Day 2 of Advent of Code brings back the perma-classic rock-paper-scissors. The gist of the day is to fill in a round’s data from partial information. We are always given the opponent move. In part 1 we determine outcome from our move. In part 2 we do the opposite: we determine our move from the outcome.

This post is literate Haskell post. Let’s clear the floor with a few imports.

import Control.Category ((>>>))
import Control.Applicative (liftA2)

The model here is a classic rock-paper-scissors game. At each round, a player plays a move.

data Move = Rock | Paper | Scissors deriving Enum

A round has three possible outcomes, relative to a specific player.

data Outcome = Defeat | Draw | Victory deriving Enum

So the data for a round can be summarized as:

data Round = Round
  { opponentMove :: Move
  , selfMove     :: Move
  , outcome      :: Outcome
  }

Now, that data is redundant. That’s the whole point of today’s challenge!

In part 1, we’re given both players’ moves.
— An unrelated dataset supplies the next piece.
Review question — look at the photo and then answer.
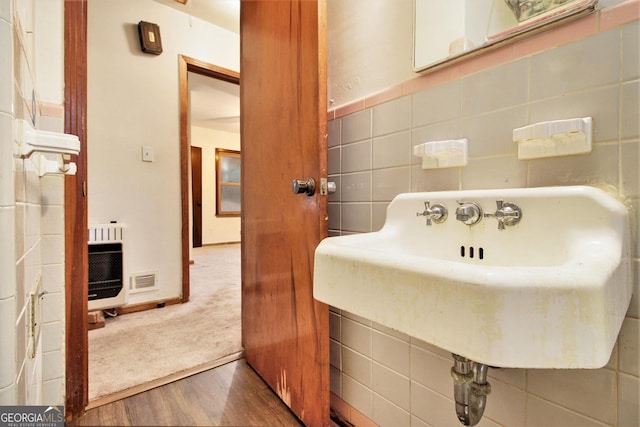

So the round result has to be computed using the standard rule table.

readRoundPart1 :: String -> Round
readRoundPart1 [a,_,b] = Round{..} where
  opponentMove = readLeft a
  selfMove = case b of
    'X' -> Rock
    'Y' -> Paper
    'Z' -> Scissors
  outcome = toEnum ((fromEnum selfMove - fromEnum opponentMove + 1) `mod` 3)

I’m using a bit of modular arithmetic to compute the outcome, because, on such small set cardinalities, it’s a reasonable implementation of permutation group theory.

Just think of it this way: the result is derived from a comparison (-) of both players’ moves. Equality (zero difference) should result in a draw, so we increase (+ 1) to reach Draw’s index in the Outcome enum. We then verify that either victory or defeat works properly. For example, I play paper (1), the opponent plays rock (0), so the difference is 1, 2 after the draw adjustment. This nicely falls on the “Victory” outcome, so we do nothing more.¹

We’re going to need the actual parsing for the left column. It’s a separate function because we’re going to be reusing it for part 2.

readLeft :: Char -> Move
readLeft 'A' = Rock
readLeft 'B' = Paper
readLeft 'C' = Scissors

Now we know all about our rounds, we can compute the individual rounds’ scores.

roundScore :: Round -> Int
roundScore = liftA2 (+) shapeScore outcomeScore where
  shapeScore Round {selfMove} = case selfMove of
    Rock     -> 1
    Paper    -> 2
    Scissors -> 3
  outcomeScore Round {outcome} = case outcome of
    Defeat  -> 0
    Draw    -> 3
    Victory -> 6

And we can implement the puzzle as a much more simple pipeline as yesterday’s.

main :: IO ()
main = interact $
  lines >>>
  flip map >>>
  flip map [readRoundPart1,readRoundPart2] >>>
  map (
    map roundScore >>>
    sum
  ) >>>
  show

Part 2 has us compute move from outcome.

This is made trivial by the modular arithmetic we used above: all we have to do is solve an equation.

outcome ≡ self_move − opponent_move + 1 (mod  3)

self_move ≡ outcome + opponent_move − 1 (mod  3)

readRoundPart2 :: String -> Round
readRoundPart2 [a,_,b] = Round{..} where
  opponentMove = readLeft a
  outcome = case b of
    'X' -> Defeat
    'Y' -> Draw
    'Z' -> Victory
  selfMove = toEnum ((fromEnum outcome + fromEnum opponentMove - 1) `mod` 3)

And that’s all there was to it!

This concludes today’s problem. See you tomorrow!